Trusted-Travel Status for Country that Produced Most of the 9/11 Hijackers
Global Entry agreement with Saudi Arabia speeds forward with little information on key security concerns available to Congress.
April 2, 2013 - 6:51 pm
Lawmakers are livid that the Obama administration quietly added Saudi Arabia to the short list of countries in the Global Entry program to expedite screening for pre-approved travelers deemed to be a low security risk.
Currently, the trusted traveler program is open to U.S. citizens, lawful permanent residents, Dutch citizens, South Korean citizens and Mexican nationals. Canadians can join through the NEXUS program.

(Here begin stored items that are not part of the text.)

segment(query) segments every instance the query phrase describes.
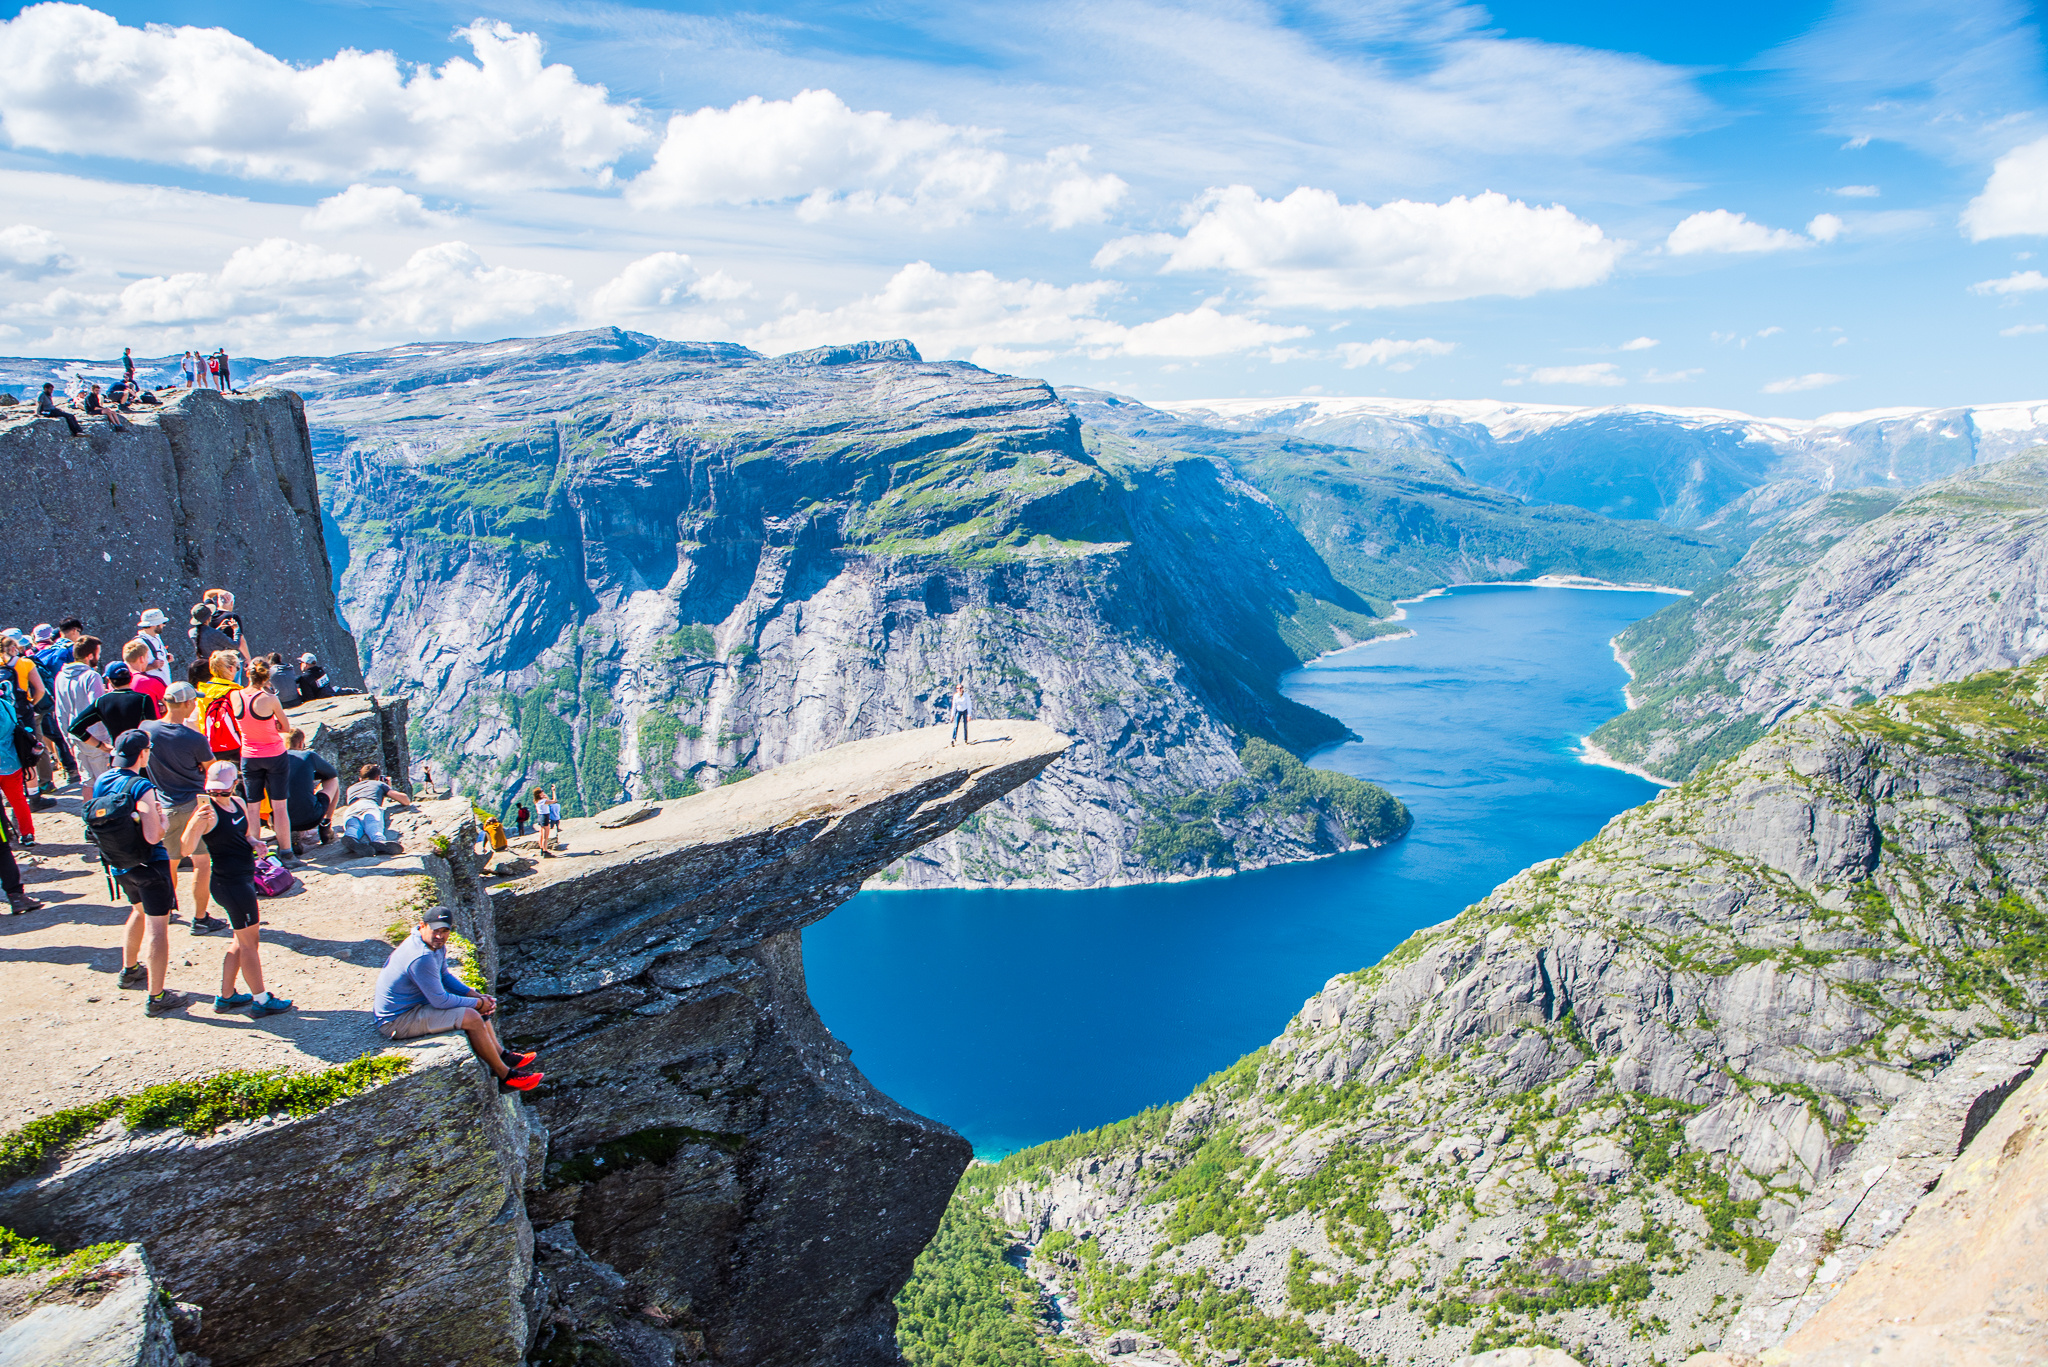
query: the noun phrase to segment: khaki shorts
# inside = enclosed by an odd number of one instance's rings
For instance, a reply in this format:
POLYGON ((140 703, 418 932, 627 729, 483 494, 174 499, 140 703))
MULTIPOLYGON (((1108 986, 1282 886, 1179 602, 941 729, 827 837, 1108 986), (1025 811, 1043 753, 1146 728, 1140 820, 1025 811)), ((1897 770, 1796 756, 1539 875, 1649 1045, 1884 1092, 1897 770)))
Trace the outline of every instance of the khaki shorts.
POLYGON ((415 1006, 402 1016, 377 1022, 377 1033, 385 1039, 418 1039, 422 1035, 445 1035, 461 1028, 467 1006, 415 1006))
MULTIPOLYGON (((164 821, 164 848, 171 852, 173 864, 177 863, 185 852, 185 826, 192 820, 192 813, 199 810, 199 803, 200 799, 196 797, 190 802, 180 802, 171 808, 164 821)), ((202 840, 192 851, 192 862, 197 864, 206 857, 206 842, 202 840)))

Travelers check in at a kiosk where they’re either allowed to breeze into the country or are flagged for a normal entry interview.
The Obama administration forged the agreement with the Saudi government in Washington this January, but Homeland Security Secretary Janet Napolitano’s meeting with Saudi Arabian Interior Minister Prince Mohammed bin Nayef largely flew under the radar on Capitol Hill.

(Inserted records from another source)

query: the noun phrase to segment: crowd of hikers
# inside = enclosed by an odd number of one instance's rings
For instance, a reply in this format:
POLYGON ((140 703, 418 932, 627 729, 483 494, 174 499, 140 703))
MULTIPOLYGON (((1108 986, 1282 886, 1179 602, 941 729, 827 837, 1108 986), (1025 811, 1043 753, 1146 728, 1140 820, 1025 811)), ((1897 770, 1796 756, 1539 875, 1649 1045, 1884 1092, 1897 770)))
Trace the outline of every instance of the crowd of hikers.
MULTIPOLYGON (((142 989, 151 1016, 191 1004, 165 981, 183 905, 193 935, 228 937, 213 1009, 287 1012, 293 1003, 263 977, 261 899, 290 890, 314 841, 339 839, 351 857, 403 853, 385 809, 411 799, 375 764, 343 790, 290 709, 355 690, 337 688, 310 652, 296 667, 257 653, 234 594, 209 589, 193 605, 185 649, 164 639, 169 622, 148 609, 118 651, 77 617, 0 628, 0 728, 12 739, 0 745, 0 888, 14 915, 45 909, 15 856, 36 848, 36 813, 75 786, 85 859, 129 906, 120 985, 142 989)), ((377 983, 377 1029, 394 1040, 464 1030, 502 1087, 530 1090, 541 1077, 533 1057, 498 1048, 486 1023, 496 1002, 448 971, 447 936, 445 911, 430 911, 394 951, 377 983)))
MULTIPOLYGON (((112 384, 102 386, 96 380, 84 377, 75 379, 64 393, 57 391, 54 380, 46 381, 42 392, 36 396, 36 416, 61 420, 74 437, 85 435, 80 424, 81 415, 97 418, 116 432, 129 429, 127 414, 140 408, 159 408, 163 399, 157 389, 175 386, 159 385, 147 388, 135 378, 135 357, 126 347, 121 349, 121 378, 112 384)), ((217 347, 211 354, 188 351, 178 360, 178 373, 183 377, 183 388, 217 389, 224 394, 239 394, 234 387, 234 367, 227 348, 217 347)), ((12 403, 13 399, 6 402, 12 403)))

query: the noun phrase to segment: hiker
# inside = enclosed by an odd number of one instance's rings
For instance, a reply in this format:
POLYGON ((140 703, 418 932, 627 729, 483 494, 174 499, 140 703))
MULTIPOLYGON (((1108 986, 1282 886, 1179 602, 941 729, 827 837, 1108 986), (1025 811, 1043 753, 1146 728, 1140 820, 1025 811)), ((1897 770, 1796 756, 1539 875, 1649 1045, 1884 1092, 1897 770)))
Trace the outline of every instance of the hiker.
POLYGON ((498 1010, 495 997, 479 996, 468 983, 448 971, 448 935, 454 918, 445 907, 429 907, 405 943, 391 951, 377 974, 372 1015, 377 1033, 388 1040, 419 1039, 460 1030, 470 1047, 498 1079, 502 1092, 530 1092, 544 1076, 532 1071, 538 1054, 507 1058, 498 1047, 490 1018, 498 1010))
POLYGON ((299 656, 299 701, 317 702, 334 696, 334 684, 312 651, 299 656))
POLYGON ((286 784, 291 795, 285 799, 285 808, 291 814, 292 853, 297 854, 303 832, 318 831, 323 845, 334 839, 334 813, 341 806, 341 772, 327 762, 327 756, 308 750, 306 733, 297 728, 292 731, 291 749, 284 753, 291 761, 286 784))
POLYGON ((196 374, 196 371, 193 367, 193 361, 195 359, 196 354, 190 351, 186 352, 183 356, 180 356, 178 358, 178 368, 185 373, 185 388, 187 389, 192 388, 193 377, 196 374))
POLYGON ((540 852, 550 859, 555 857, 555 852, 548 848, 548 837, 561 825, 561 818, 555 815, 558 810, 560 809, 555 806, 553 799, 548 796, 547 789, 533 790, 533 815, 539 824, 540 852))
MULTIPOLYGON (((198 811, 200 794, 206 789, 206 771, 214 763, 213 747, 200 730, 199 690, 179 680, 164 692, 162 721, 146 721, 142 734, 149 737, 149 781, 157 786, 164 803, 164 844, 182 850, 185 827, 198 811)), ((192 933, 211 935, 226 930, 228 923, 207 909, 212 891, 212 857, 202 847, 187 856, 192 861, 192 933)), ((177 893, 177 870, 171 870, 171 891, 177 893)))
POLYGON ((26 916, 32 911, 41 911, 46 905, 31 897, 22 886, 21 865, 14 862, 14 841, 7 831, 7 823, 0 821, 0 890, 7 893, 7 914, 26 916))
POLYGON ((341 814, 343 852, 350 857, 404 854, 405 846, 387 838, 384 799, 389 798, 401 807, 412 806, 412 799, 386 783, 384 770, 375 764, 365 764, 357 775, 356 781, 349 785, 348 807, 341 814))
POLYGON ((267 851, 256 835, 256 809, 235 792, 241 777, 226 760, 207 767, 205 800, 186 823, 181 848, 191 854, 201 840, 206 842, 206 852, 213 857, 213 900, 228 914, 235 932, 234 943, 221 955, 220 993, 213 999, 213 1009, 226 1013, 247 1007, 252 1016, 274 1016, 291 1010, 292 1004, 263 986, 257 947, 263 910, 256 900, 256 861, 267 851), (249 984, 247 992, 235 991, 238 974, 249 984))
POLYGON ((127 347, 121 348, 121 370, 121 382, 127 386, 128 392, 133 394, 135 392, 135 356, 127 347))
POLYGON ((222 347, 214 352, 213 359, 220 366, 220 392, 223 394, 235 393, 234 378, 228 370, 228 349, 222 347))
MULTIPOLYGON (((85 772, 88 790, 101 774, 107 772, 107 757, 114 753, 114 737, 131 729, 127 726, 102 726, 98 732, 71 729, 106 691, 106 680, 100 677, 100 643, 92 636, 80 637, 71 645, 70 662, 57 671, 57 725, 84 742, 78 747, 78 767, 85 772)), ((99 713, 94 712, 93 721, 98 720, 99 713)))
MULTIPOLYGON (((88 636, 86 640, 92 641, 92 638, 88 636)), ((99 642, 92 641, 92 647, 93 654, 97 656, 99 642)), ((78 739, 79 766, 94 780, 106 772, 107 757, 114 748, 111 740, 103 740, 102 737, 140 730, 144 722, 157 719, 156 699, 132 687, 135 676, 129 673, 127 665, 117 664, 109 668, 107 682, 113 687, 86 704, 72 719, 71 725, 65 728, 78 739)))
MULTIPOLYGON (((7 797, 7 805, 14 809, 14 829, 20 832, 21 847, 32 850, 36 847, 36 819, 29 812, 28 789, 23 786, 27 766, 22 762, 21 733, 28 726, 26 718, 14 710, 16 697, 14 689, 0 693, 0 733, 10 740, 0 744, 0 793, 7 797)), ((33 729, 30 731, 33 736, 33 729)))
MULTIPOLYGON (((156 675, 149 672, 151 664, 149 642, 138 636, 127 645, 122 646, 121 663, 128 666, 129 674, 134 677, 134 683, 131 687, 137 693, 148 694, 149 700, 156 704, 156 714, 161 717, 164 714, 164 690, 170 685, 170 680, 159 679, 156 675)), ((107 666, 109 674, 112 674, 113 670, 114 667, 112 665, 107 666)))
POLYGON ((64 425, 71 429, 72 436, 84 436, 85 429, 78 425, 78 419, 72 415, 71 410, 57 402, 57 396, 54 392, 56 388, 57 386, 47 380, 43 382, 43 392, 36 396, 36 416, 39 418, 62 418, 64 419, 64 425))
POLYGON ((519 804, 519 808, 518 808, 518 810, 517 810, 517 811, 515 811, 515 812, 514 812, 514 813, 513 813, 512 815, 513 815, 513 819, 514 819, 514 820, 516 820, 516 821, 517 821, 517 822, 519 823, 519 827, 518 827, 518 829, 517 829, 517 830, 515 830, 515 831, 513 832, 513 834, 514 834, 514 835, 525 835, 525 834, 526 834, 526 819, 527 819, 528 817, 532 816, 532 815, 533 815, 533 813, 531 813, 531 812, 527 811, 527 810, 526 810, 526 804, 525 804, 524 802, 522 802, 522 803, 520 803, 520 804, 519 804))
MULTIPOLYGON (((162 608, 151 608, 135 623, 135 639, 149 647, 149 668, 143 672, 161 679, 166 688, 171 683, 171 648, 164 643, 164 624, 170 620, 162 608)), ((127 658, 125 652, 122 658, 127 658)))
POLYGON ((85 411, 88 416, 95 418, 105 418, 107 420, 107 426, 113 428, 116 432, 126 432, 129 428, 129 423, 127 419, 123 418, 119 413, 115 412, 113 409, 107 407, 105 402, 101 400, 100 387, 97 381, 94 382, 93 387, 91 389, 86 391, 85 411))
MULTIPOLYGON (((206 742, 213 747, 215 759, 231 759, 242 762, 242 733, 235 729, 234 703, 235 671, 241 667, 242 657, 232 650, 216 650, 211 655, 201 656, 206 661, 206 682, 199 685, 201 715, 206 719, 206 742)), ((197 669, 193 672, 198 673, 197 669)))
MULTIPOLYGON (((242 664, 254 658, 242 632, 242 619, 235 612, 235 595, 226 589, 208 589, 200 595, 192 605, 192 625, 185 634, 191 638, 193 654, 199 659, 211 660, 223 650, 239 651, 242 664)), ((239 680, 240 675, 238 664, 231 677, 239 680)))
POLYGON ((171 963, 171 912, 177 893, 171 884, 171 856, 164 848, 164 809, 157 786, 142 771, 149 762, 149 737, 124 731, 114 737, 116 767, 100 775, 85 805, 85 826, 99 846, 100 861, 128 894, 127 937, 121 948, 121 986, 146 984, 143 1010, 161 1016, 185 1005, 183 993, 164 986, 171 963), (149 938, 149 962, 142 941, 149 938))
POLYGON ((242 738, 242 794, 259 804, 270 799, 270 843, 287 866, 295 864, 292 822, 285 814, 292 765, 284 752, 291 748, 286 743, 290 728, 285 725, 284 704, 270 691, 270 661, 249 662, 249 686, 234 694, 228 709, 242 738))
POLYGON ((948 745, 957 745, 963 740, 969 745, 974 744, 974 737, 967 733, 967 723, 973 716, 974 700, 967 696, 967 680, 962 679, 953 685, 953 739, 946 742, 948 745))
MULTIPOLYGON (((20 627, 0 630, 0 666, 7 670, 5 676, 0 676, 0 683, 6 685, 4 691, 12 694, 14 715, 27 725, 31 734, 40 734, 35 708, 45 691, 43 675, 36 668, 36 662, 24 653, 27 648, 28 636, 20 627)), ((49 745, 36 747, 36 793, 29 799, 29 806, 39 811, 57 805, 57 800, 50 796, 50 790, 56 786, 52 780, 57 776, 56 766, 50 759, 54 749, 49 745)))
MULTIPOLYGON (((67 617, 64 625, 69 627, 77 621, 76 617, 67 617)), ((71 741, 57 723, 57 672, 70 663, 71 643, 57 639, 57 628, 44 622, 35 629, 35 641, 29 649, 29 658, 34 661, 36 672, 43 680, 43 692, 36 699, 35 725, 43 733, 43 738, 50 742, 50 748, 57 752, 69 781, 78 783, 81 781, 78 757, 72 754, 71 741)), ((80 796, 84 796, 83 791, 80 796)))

“I am proud of the bond between the United States and the Kingdom of Saudi Arabia, and today’s meeting marks another major step forward in our partnership,” Napolitano said. “By enhancing collaboration with the Government of Saudi Arabia, we reaffirm our commitment to more effectively secure our two countries against evolving threats while facilitating legitimate trade and travel.”

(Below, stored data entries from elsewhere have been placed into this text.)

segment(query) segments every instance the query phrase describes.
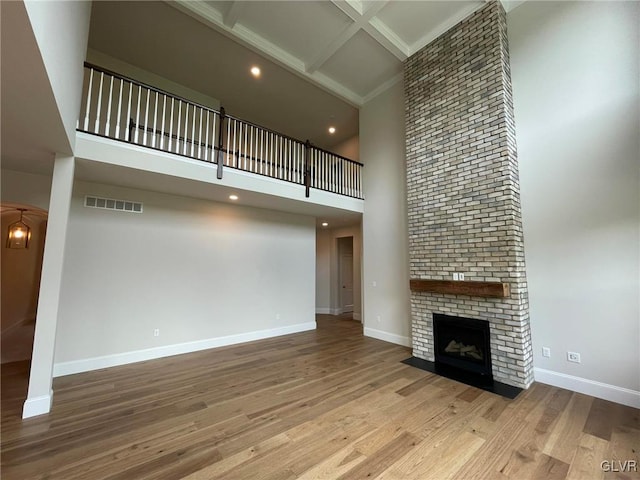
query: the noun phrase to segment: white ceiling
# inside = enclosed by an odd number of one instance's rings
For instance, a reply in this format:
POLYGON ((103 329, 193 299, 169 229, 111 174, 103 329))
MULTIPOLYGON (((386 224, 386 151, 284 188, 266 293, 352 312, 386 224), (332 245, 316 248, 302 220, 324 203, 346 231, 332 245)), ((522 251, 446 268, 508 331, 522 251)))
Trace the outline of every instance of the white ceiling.
POLYGON ((484 0, 178 0, 170 5, 361 106, 400 80, 407 57, 484 0))

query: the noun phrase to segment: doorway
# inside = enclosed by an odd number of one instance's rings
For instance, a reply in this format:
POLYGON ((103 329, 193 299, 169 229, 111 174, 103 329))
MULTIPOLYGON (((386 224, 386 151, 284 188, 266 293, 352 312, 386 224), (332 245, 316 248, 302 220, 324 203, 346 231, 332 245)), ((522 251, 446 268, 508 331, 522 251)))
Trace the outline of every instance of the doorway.
POLYGON ((353 313, 353 237, 338 238, 338 292, 340 313, 353 313))
POLYGON ((35 333, 36 308, 40 290, 40 273, 47 228, 47 212, 31 205, 3 203, 0 303, 0 363, 31 360, 35 333), (20 220, 30 229, 27 248, 8 248, 9 225, 20 220))

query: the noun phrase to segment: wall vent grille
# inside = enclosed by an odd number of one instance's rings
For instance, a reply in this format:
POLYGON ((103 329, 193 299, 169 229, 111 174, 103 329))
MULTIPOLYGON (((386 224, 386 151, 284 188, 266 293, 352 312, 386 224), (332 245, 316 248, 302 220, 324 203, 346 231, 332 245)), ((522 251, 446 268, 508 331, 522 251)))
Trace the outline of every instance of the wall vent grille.
POLYGON ((116 210, 118 212, 142 213, 141 202, 94 197, 91 195, 84 197, 84 206, 89 208, 101 208, 103 210, 116 210))

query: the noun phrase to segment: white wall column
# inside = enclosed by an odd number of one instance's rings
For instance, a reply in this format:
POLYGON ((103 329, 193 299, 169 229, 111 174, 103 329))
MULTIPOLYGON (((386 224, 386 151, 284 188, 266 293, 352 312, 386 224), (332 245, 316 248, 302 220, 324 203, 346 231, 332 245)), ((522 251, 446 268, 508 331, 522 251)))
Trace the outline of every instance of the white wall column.
POLYGON ((41 415, 51 410, 58 305, 74 169, 73 157, 56 156, 51 181, 49 221, 40 279, 29 393, 24 402, 22 418, 41 415))

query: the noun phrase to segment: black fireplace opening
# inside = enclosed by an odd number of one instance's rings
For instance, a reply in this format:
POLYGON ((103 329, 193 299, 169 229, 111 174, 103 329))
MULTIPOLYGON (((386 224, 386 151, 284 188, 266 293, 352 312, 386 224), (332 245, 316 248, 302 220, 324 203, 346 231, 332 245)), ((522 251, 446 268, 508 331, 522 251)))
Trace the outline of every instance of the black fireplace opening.
POLYGON ((493 382, 489 322, 434 313, 433 340, 436 369, 493 382))

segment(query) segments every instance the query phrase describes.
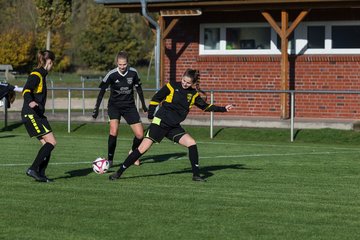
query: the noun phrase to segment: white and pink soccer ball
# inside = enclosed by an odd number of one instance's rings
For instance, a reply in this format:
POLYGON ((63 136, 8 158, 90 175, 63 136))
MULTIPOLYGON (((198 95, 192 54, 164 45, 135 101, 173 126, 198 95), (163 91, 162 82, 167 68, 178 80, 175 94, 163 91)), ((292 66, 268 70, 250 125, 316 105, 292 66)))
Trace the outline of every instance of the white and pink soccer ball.
POLYGON ((109 170, 110 164, 105 158, 98 157, 95 161, 93 161, 92 167, 95 173, 104 174, 109 170))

The agreement allowed for U.S. Customs and Border Protection to begin implementing the program that fast-tracks prescreened travelers through security lines in Saudi Arabia, and “initiate discussions to establish a reciprocal program,” according to DHS.
Napolitano and the prince released a joint statement calling the “security and economic prosperity” agreement an “effort to reaffirm the extraordinary bond between [the U.S. and Saudi Arabia] and advance this partnership.”
“The trusted traveler programs will facilitate trade and travel between the Kingdom of Saudi Arabia and the United States of America and will help authorities from MOI and DHS more effectively identify potential threats to keep their borders and countries secure,” the statement continued. “The objective will be to start implementation within the next six months with full operations starting in 2014.”
The pair also announced new agreements on cybersecurity, infrastructure protection and maritime security.
Napolitano signed a Global Entry agreement with Israel in May 2012, but it hasn’t moved forward to implementation.
Fifteen out of the 19 hijackers on Sept. 11, 2001, were Saudi citizens. The ultraconservative kingdom calls terrorists “deviants” and now runs a generously funded, luxe “rehabilitation” program for extremists that includes Islamic education, a wife and wedding paid for by the government, and a job.
“It’s difficult to understand the administration’s decision-making process to place Saudi Arabia as the next country to receive the status of ‘trusted traveler,’” Rep. Ileana Ros-Lehtinen (R-Fla.) said today. “The administration needs to explain how it came to this decision and what steps it and DHS are taking to ensure our nation’s security will be safeguarded against any potential terrorist attack from those who would seek to take advantage of this upgrade in status. It also needs to explain why it has chosen Saudi Arabia to be ‘rewarded’ with such a status and placed on this list before many of our other, more trusted allies.”